Sensory examination :

*Start up examination by using the special pin and move it as a strip like line for each branch.

Facial nerve

The nerve has the function of ( expression, motor part of corneal reflex, sensation of salivary and lacrimal gland, sensation of anterior 2/3 of tongueand taste by chorda tympani branch).

The paralysis of the nerve called the Bell's palsy that occur as:

1-UMNL:

There is lesion above the nucleus and characterized by:

1. Hypertonia occur as Spasticity of the limb

2. There is very mild or no wasting of muscle.

3. Reflexes are brisk or exaggerated.

4. The upper part of face not involved because the forehead has the dual nerve supply but the lower part will be affected.

5. plantar reflex is upgoing mean +ve Babiniski sign.

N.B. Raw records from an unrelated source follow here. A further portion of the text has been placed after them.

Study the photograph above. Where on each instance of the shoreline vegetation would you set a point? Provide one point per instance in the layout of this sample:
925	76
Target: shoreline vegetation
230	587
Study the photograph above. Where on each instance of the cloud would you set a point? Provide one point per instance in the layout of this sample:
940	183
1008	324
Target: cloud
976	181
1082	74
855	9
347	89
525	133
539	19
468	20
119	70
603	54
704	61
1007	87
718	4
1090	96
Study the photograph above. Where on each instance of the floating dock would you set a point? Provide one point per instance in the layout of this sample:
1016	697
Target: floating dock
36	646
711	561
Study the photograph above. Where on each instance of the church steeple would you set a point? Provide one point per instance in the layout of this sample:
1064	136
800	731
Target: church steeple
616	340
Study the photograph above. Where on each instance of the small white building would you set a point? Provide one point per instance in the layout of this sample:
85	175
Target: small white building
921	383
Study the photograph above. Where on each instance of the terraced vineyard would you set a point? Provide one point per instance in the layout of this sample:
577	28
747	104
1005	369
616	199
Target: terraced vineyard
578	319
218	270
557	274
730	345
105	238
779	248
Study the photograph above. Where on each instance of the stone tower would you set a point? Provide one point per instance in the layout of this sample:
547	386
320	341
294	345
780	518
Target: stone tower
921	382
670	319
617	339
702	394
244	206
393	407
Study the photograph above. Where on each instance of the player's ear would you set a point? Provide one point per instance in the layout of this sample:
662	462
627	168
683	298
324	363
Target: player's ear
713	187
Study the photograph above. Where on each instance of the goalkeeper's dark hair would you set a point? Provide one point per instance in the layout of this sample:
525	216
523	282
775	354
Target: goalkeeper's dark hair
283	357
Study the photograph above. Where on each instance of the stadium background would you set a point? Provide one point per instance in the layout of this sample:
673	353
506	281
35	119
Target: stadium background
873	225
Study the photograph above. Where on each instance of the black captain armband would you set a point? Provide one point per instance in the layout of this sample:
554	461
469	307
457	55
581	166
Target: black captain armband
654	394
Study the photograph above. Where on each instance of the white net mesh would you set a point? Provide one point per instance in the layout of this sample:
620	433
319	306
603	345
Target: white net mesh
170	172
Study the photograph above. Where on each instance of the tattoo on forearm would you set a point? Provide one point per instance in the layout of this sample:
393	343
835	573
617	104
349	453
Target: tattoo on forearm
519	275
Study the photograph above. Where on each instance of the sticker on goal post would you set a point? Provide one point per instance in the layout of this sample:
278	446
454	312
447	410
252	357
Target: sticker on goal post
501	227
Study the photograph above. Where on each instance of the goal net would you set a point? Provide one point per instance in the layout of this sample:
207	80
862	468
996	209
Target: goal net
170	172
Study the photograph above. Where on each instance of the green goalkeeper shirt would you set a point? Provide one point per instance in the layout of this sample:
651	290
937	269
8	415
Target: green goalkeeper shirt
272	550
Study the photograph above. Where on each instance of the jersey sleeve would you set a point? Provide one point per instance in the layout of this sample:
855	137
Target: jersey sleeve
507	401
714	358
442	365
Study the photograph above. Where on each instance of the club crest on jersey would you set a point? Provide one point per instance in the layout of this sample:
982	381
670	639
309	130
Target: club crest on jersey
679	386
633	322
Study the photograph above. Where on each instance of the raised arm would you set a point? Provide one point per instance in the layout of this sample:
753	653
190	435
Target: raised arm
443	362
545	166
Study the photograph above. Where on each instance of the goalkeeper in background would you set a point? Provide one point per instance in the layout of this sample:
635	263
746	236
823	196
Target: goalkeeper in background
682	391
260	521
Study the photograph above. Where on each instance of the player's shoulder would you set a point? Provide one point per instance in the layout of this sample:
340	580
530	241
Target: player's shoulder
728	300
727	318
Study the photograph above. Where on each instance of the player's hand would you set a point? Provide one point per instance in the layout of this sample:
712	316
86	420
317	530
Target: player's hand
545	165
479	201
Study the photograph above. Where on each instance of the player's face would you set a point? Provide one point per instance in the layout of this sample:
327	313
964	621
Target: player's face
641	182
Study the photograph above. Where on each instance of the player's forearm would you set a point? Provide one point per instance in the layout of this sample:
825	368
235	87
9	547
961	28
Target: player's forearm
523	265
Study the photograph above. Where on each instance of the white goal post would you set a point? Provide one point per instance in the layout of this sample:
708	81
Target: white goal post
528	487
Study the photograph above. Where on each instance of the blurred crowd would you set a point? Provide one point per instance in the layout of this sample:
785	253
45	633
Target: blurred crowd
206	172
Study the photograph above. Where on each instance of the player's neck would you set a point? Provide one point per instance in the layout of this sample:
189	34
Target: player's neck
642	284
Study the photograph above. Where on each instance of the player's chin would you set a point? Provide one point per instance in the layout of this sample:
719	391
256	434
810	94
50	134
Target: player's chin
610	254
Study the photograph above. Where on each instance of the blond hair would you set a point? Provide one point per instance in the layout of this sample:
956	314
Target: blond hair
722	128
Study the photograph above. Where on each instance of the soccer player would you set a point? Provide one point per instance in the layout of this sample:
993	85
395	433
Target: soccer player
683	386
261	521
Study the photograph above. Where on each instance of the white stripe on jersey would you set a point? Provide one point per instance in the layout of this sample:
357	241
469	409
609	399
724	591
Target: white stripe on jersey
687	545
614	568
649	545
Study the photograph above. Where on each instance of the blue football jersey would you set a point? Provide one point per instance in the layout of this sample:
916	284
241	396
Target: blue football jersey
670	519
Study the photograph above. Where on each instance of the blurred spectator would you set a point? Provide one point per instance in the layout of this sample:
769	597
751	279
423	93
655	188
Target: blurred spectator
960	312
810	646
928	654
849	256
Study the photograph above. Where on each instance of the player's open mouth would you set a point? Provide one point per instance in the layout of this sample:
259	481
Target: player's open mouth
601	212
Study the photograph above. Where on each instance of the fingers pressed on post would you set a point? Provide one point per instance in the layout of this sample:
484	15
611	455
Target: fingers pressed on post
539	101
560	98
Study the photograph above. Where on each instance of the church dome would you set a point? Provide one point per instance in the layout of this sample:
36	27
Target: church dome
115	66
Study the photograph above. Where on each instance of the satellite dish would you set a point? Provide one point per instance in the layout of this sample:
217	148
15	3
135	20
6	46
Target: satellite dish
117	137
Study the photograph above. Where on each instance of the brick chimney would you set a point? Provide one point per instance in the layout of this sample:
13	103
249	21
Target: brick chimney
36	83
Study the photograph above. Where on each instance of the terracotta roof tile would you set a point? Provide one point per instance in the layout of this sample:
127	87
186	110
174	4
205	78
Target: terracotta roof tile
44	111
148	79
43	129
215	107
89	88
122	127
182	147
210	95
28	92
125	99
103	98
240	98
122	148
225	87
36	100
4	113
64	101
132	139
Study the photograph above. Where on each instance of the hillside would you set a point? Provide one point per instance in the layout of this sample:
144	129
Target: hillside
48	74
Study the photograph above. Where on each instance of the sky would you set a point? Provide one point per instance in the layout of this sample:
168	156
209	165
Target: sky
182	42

The causes may be CVA, Pyramidal system lesion.

2-LMNL:

This indicates the lesion in the anterior horn cells and the lesion occur inside the nucleus, it is characterized by:

1. Weakness and wasting of muscles.

2. Fasciculation

3. hypotonic

4. Loss of the reflexes.

Causes may be :

*Poliomyelitis

*Warding Hoffman syndrome

*Diabetic neuropathy

*Alcohol and trauma

*Drugs as INH and vincristine and metronidazole

* Infectios as diphtheria and Leprosy.

* Guillian-Barre syndrome.

* Motor neuron dis.

•*Vitamin Bi and B12 deficiency.

* Amyloidosis.

The most common cause for Bell's palsy is idiopathic others may be viral as mentioned above.

The effect of the UMNL is that the lower part of the face is more obvious and deviation occur toward the healthy side.

The effect of the LMNL is that the upper and lower part will be affected, there is loss of nasolabial fold on the affected side, and deviation of mouth to the normal side occur, the patient can not close the eyes properly, if the patient whistle there is leaking of the air through the affected side , and there is increase the space between the corner of mouth and the tongue of the affected side when the patient open the mouth. Some time the patient will have (Bell's Phenomena) in which the patient try to open the eyes but the sclera is still appear and the eyeball go up and medially.

Examination of this nerve is done as the followings:

1) Ask the patient to elevate the eye brows and then look to the creases in the forehead if lesion occur there is absence of these creases (Frowning test).